なぜアリの群れは交通渋滞を起こさないの?

animals_plants 2019/10/25
Credit:depositphotos

Point

■人間は交通量が道路容量の4割を越えると渋滞し始めるが、アリは8割を越えてもまったく渋滞しない

■実験によると、アリは混雑しそうになる道を回避し、別ルートを探す

■アリが混雑しない1番の理由は、全員の目的が共通しているから

通勤ラッシュや人混みなど、「渋滞」は現代人の大きなストレス源のひとつ。

人間社会では、交通量が道路キャパシティの40%を越えると渋滞が発生し始めるといわれています。しかし、動物界には交通量が道路容量の80%を越えても、まったく渋滞しない生き物がいます。

それが人間にも身近な「アリ」です。

アリの交通整理力は非常に高く、集団行動の模範例と言えます。

今回、アメリカのトゥールーズ大学とアリゾナ大学の新たな研究により、アリの渋滞回避能力を支える「精神的なつながり」が発見されました。

研究の詳細は、10月22日付けで「eLife」に掲載されています。

Experimental investigation of ant traffic under crowded conditions
https://elifesciences.org/articles/48945

混雑ルートはただちに回避

アリの優れた集団行動の一つに、「渋滞しそうなルートは即座に回避する」ことがあります。

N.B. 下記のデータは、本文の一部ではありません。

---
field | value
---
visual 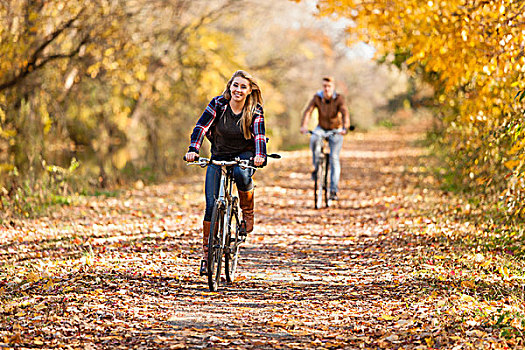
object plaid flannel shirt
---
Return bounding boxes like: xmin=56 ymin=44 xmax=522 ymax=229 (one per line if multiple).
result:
xmin=188 ymin=95 xmax=266 ymax=157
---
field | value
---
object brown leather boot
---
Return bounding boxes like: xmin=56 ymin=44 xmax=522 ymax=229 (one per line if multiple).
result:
xmin=238 ymin=189 xmax=254 ymax=233
xmin=200 ymin=221 xmax=211 ymax=276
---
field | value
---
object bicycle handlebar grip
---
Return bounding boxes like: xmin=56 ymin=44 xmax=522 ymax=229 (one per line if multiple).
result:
xmin=182 ymin=155 xmax=199 ymax=162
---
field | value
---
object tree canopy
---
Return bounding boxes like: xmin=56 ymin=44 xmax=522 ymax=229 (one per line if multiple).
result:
xmin=317 ymin=0 xmax=525 ymax=216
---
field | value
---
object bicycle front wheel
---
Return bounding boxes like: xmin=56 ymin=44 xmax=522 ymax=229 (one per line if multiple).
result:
xmin=323 ymin=157 xmax=332 ymax=208
xmin=208 ymin=202 xmax=224 ymax=292
xmin=224 ymin=197 xmax=241 ymax=284
xmin=314 ymin=154 xmax=325 ymax=209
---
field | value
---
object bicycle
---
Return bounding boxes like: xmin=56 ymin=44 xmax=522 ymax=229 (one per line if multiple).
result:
xmin=308 ymin=126 xmax=354 ymax=209
xmin=188 ymin=154 xmax=281 ymax=292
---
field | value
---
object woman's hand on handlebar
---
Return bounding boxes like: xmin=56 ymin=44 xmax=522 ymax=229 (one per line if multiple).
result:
xmin=253 ymin=156 xmax=264 ymax=166
xmin=184 ymin=152 xmax=199 ymax=162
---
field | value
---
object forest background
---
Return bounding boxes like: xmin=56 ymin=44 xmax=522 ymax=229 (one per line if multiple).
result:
xmin=0 ymin=0 xmax=525 ymax=227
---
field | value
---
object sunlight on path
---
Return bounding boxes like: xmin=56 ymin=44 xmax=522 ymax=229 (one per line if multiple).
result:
xmin=0 ymin=119 xmax=504 ymax=349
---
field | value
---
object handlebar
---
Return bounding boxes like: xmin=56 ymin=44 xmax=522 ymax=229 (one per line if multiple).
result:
xmin=182 ymin=153 xmax=281 ymax=170
xmin=308 ymin=125 xmax=355 ymax=136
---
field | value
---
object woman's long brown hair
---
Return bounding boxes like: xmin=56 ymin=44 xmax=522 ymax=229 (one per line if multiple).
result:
xmin=222 ymin=70 xmax=263 ymax=140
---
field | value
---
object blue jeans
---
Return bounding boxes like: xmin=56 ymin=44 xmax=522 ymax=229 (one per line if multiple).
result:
xmin=204 ymin=152 xmax=255 ymax=221
xmin=310 ymin=126 xmax=343 ymax=193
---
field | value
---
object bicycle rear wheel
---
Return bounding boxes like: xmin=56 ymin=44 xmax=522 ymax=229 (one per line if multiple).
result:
xmin=323 ymin=156 xmax=332 ymax=208
xmin=208 ymin=203 xmax=224 ymax=292
xmin=314 ymin=153 xmax=325 ymax=209
xmin=224 ymin=197 xmax=241 ymax=284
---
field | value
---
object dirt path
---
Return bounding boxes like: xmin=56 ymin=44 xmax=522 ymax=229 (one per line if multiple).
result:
xmin=0 ymin=121 xmax=510 ymax=349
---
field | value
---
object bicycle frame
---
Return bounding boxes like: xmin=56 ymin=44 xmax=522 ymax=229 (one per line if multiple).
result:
xmin=188 ymin=154 xmax=281 ymax=291
xmin=308 ymin=130 xmax=339 ymax=209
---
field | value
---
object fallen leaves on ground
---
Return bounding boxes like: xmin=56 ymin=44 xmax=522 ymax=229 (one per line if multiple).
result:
xmin=0 ymin=119 xmax=525 ymax=349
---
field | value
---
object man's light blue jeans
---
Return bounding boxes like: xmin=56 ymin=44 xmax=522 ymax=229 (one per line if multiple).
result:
xmin=310 ymin=126 xmax=343 ymax=193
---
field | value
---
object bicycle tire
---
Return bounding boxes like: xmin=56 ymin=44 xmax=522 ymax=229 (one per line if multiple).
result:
xmin=314 ymin=153 xmax=325 ymax=209
xmin=207 ymin=202 xmax=224 ymax=292
xmin=323 ymin=157 xmax=332 ymax=208
xmin=224 ymin=197 xmax=241 ymax=284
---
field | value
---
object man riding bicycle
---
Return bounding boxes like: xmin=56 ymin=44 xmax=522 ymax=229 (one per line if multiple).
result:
xmin=301 ymin=76 xmax=350 ymax=200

2008年にドイツの研究チームが、ラボ内にアリ専用の小さな高速道路を特設し、食料の置いてある場所とコロニーの巣を繋いで実験を行いました。2点間には、インターチェンジも完備されています。

実験前は、人と同じようにインターチェンジ付近で渋滞が発生すると予想されていました。しかし、アリたちは、渋滞が発生しそうになると、一部が巣に戻って、出発しようとするアリたちに別のルートを探すよう誘導したのです。

Credit:arstechnica

また昨年には、ジョージア工科大学により、アリが狭いトンネル内での作業をいかに能率化するかについて実験が行われました。

トンネルは2匹のアリがかろうじて通れるほど狭いのですが、渋滞は起きませんでした。なぜなら、すでに仲間が働いているトンネルに遭遇すると、アリはすぐに後退して別のトンネルを探し始めたからです。

やはり「渋滞する道は通らない」が、集団行動の鉄則と言えるでしょう。

渋滞知らずは「共通目的」のおかげだった

トゥールーズ大学とアリゾナ大学の最新研究では、アルゼンチン・アントを用いて、交通渋滞への順応性が調べられました。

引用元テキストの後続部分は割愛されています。